Version: 2.3.1

How it works

Introduction

The main purpose of Data manager or rs-dam microservice is to populate the Regards meta-catalog. The microservice is composed of several modules : crawler module, dam module(main core), indexer module, model module and opensearch module.

To do so, this microservice uses :

Data sources to retrieve products from several catalogs. Data sources are configured through an UI or XML file (AIP, GeoJSON, external database: REGARDS UI).
Data models to transform and standardize crawled products before adding them into the meta catalog, represented by the Elasticsearch index.
Data access rights to calculate access rights of each product in the meta catalog. Access rights concern the permissions granted to a group of users for accessing a set of products that constitute a dataset ( see REGARDS UI).

This microservice is required to expose products managed by the OAIS Products Manager (rs-ingest microservice), the GeoJson Products Manager (rs-fem microservice), or products accessible from an external database or a web service.

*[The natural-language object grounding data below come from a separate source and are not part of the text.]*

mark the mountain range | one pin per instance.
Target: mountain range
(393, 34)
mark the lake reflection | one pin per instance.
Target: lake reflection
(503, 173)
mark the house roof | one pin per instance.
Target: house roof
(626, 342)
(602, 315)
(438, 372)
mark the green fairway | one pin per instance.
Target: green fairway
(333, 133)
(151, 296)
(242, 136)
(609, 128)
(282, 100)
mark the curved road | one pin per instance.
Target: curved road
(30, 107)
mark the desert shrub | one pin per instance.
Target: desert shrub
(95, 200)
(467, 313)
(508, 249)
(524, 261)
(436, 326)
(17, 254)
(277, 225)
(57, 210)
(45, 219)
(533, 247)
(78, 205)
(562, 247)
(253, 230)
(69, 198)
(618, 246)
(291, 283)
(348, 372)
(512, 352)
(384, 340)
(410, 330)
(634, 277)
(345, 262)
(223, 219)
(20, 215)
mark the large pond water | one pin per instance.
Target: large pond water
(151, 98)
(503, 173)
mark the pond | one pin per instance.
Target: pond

Each Elasticsearch index stores products for each project or tenant created in the REGARDS application.

Main points of data modification in Elasticsearch

The data stored in Elasticsearch consist of Datasets and DataObjects. DataObjects can originate from various sources depending on the selected plugin (OAIS, FEM, external database, etc.).

In REGARDS, there are several ways to add, modify, or delete objects stored in Elasticsearch:

Through the CrawlingJob (data crawler/harvester), which will be detailed in the following sections.
When a Dataset is updated OR when access rights to a Dataset are modified, a DatasetEvent is triggered and processed by rs-dam to update the Dataset stored in Elasticsearch, as well as all DataObjects linked to this Dataset.
When a product is deleted from the OAIS or FEM catalogs, a FeatureEvent is generated and processed by rs-dam, which immediately requests the deletion of the dataObject from ElasticSearch.

Meta catalog population

A scheduler is launched at a configurable interval to iterate through each configured datasource and create a job CrawlOneDatasourceJob if needed. This allows independent and parallel management of data ingestion for each datasource. The scheduling frequency can be adjusted by the user (see the static configuration)

Crawling Job (CrawlOneDatasourceJob)

The main steps performed by each job are:

1. Retrieve new products from the catalog

Using an implementation of the IDataSourcePlugin interface, the system retrieves new products and transforms the datasource-specific product format into the REGARDS standard format. See more details below

2. Insert or update products in the Elasticsearch index

New or updated products retrieved in step 1 are inserted or updated in the appropriate Elasticsearch index using upsert requests. The upsert operation ensures that a product is either created or updated in a single atomic operation, depending on its existence. See more details below

note

Upsert requests are sent in parallel to Elasticsearch to improve performance. Each upsert request contains a configurable batch of products, and the number of parallel requests is also configurable to optimize throughput according to the cluster's capacity.

warning

Ensure that the Hikari connection pool size (regards.jpa.multitenant.maxPoolSize) is STRICTLY GREATER than the Elasticsearch threadpool size (regards.elasticsearch.threadpool.size) to avoid connection starvation. Otherwise, rs-dam may enter in deadlock state, with all threads waiting for a connection from the pool, and no thread available to release a connection.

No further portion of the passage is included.